Ein anderes Ergebnis ergibt sich auch nicht unter Zugrundelegung des Gutachtens des Neurologen und Psychiaters Dr. S. Zunächst nimmt dieser nicht Stellung, ob es sich bei den beruflich veranlassten Einwirkungen um solche im Sinne der Nr. 1302 zur BKV handelt und ob diese nachgewiesen sind. Dieser stützt seine weiteren Schlussfolgerungen auf "mögliche" berufliche Belastungen. Auf dieser Grundlage kommt er zu dem Ergebnis, dass eine ursächliche Verknüpfung "möglich" ist, obwohl er einräumt, dass ein statistisch signifikanter Bezug zwischen beruflicher Exposition durch neurotoxische Insektizide und neurodegenerativer Erkrankungen schwer zu demonstrieren ist.

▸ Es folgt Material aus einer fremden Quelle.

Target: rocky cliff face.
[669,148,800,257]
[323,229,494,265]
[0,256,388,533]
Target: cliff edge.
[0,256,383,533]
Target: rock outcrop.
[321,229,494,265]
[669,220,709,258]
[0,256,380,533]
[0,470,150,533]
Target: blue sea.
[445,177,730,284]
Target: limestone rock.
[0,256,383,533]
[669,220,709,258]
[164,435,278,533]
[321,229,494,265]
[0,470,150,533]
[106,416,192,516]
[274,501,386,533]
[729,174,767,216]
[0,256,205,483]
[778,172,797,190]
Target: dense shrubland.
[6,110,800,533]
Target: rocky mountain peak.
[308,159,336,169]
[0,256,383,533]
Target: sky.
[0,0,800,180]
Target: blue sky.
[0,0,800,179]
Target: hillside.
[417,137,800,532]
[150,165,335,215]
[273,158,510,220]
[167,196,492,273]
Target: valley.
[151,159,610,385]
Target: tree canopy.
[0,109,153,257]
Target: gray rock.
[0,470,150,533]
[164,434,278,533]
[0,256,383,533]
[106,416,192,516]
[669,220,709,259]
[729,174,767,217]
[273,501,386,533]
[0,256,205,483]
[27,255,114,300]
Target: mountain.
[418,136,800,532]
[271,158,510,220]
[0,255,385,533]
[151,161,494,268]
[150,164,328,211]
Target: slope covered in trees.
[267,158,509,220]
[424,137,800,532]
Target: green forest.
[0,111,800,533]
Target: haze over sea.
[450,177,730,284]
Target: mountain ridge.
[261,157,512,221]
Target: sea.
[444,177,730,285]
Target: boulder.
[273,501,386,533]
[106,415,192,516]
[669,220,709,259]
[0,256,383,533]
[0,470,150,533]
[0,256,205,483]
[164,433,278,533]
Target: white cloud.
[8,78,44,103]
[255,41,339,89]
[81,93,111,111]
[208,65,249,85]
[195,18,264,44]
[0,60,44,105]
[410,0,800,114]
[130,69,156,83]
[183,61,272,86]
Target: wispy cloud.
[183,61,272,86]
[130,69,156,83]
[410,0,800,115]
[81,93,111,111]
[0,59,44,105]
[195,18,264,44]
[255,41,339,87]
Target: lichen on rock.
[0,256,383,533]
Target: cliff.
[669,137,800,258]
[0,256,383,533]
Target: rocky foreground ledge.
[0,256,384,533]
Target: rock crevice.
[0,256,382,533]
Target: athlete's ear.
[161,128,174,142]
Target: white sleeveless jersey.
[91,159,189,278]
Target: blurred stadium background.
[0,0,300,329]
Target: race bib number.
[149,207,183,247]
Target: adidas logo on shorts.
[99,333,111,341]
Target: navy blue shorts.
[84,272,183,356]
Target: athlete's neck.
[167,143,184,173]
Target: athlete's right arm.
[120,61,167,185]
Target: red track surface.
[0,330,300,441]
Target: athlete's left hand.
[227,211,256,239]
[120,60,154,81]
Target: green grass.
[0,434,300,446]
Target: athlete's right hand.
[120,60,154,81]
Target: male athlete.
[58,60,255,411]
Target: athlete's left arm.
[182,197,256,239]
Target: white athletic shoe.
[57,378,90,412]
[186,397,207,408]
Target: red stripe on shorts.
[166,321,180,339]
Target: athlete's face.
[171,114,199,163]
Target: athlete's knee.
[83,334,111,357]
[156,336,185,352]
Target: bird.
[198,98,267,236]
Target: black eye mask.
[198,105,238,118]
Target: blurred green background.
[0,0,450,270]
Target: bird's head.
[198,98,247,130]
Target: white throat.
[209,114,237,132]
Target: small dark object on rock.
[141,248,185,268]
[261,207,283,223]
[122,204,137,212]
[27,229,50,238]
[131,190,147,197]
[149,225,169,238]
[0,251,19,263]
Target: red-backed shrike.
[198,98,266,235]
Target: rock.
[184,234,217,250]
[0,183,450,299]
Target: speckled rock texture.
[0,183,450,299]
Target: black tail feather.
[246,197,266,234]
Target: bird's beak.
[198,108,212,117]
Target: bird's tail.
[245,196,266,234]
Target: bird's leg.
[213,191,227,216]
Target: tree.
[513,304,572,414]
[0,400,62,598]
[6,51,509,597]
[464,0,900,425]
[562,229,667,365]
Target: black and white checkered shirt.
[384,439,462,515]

Hierzu ist festzustellen, dass ein nur möglicher Ursachenzusammenhang nicht den erforderlichen Beweismaßstab genügt. Zum einen müssen die Einwirkungen im Sinne des Vollbeweises - also mit an Sicherheit grenzender Wahrscheinlichkeit - vorliegen, was vorliegend bereits nicht der Fall ist. Für die nach der Theorie der wesentlichen Bedingung zu beurteilenden Ursachenzusammenhänge genügt indes die hinreichende Wahrscheinlichkeit, allerdings nicht die bloße Möglichkeit (BSG, Urteil vom 4. Juli 2013 - B 2 U 11/12 R -, zur Veröffentlichung in BSGE vorgesehen, juris Rn. 12 m.w.N.). Über die allgemeine berufliche Gefährdung hinaus muss als wahrscheinlich nachgewiesen sein, dass im konkreten Fall die berufliche Tätigkeit wesentliche (Mit-) Ursache für die Gesundheitsstörungen war (vgl. hierzu BSG SozR 2200 § 551 Nr. 1 und 18). Die hinreichende Wahrscheinlichkeit liegt vor, wenn nach aktueller wissenschaftlicher Lehrmeinung mehr für als gegen den Zusammenhang spricht und ernste Zweifel hinsichtlich einer anderen Verursachung ausscheiden (vgl. BSG SozR 2200 § 548 Nr. 38). Unter Gesamtschau aller erstellten Gutachten, Befunde und Ermittlungen liegt zur Überzeugung der Kammer eine derart erforderliche hinreichende Wahrscheinlichkeit nicht vor.
Das Vorliegen einer Berufskrankheit nach Nr. 1302 der Anlage 1 zur BKV ist daher nicht festzustellen. Die Klage hat daher keine Aussicht auf Erfolg und ist daher abzuweisen.
II.
Die Klage ist daher mit der Kostenfolge des § 193 SGG abzuweisen.